Segall raises a great point about the key difference between Apple and other big tech companies which was originally stated by Jony Ive: Apple doesn't set out to make a profit, rather, the company sets out to make great products and if they do that well, profit ensues.
Ok, so what? That's no secret, is it?
Segall goes on, in the video, to contrast Apple's attitude with Dell's where the latter focuses on measuring clicks throughs.
Apple's key focus, since Steve Jobs' returned in 1997, was simply to provide the best possible user experience.

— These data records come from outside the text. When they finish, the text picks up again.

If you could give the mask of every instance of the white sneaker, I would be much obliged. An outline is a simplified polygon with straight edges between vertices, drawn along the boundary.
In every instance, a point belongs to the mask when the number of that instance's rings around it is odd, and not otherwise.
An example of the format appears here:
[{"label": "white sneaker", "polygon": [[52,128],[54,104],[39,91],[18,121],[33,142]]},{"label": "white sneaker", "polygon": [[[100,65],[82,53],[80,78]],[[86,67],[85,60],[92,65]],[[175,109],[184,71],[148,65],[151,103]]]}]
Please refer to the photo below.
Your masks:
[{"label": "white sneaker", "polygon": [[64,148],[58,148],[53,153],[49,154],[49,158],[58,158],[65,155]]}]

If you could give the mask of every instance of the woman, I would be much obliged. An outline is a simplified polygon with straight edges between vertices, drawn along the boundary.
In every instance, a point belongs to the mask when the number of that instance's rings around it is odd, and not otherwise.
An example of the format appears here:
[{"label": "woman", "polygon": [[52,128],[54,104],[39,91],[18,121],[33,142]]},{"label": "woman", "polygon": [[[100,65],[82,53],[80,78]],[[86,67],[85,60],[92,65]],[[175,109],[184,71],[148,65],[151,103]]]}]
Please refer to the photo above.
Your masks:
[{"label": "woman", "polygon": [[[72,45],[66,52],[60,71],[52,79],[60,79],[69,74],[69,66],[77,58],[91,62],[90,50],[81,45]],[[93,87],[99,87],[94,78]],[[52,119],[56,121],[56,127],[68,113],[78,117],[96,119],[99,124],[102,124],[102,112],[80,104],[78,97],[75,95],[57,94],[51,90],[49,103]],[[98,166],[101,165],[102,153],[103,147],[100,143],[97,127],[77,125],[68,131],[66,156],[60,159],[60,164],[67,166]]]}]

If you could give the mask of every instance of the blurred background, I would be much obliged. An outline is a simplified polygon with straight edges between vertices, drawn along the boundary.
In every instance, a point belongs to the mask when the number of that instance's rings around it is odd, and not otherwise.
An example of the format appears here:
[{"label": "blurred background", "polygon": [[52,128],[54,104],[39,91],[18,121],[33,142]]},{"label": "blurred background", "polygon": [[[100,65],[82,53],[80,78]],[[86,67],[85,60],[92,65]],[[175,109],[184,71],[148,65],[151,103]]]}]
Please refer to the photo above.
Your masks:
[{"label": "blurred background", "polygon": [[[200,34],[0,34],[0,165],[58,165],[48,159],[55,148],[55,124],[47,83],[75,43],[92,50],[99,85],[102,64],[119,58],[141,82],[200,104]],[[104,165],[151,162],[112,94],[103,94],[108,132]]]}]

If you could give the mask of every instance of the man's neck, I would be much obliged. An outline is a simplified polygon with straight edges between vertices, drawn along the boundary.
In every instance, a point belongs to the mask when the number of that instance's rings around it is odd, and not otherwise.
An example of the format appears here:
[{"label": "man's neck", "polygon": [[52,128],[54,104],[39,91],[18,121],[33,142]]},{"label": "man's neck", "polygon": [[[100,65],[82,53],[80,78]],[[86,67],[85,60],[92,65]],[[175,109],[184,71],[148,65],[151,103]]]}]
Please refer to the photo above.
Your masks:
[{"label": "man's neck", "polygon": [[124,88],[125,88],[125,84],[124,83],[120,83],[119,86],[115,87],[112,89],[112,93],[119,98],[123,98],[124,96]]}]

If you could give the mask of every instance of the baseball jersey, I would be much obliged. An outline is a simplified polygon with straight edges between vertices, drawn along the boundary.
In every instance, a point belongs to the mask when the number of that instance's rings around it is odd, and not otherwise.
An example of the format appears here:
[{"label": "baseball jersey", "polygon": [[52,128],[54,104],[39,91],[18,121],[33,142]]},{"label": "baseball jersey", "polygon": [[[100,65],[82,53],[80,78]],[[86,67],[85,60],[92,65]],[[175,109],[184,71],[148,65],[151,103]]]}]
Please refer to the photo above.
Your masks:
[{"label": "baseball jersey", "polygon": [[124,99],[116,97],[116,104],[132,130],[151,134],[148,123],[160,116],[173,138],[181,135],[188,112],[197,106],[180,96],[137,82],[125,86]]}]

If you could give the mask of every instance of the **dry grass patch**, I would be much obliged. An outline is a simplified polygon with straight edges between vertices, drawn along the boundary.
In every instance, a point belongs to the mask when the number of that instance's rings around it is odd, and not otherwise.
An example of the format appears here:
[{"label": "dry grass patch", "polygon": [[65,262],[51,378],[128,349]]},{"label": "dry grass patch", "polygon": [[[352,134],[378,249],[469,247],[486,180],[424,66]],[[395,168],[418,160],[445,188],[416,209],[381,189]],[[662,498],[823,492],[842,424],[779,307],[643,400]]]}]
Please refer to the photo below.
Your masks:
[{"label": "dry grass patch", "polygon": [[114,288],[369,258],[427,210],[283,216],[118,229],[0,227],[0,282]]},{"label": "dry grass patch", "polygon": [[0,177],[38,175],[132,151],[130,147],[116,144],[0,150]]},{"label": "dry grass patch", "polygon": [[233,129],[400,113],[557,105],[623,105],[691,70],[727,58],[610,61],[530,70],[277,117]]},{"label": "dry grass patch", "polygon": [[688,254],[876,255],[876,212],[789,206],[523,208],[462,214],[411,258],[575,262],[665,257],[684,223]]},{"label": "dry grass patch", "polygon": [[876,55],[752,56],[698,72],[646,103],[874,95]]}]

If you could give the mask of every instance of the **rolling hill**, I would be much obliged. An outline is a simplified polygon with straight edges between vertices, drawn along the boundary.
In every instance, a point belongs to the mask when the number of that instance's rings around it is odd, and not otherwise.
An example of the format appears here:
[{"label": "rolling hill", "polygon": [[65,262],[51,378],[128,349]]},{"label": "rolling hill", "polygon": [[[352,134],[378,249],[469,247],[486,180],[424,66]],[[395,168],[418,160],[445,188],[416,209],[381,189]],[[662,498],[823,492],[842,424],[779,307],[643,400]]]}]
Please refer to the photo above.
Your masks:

A big part of it is that many big companies misprioritize their focus. Specifically, the CEO works for the board of directors and they, in turn, answer to the shareholders. The company's focus is on maximizing shareholder value every quarter.
But, ultimately - in the long term - it's the customer who decides the profitability of any company. If you have something the customer is eager to pay for then you're golden.
Trust me when I say that your customers aren't going to pay you because you increased click throughs on your website by 10%.
Steve had the luxury of answering to a very friendly board of directors and he simply paid lip service to the shareholder's short term desires. It's not easy to amass this much power. When Steve returned to Apple, he fired nearly the entire board.
How many people, other than Steve Jobs, were concurrently the CEO of two multibillion dollar companies for years? I cannot think of a single person.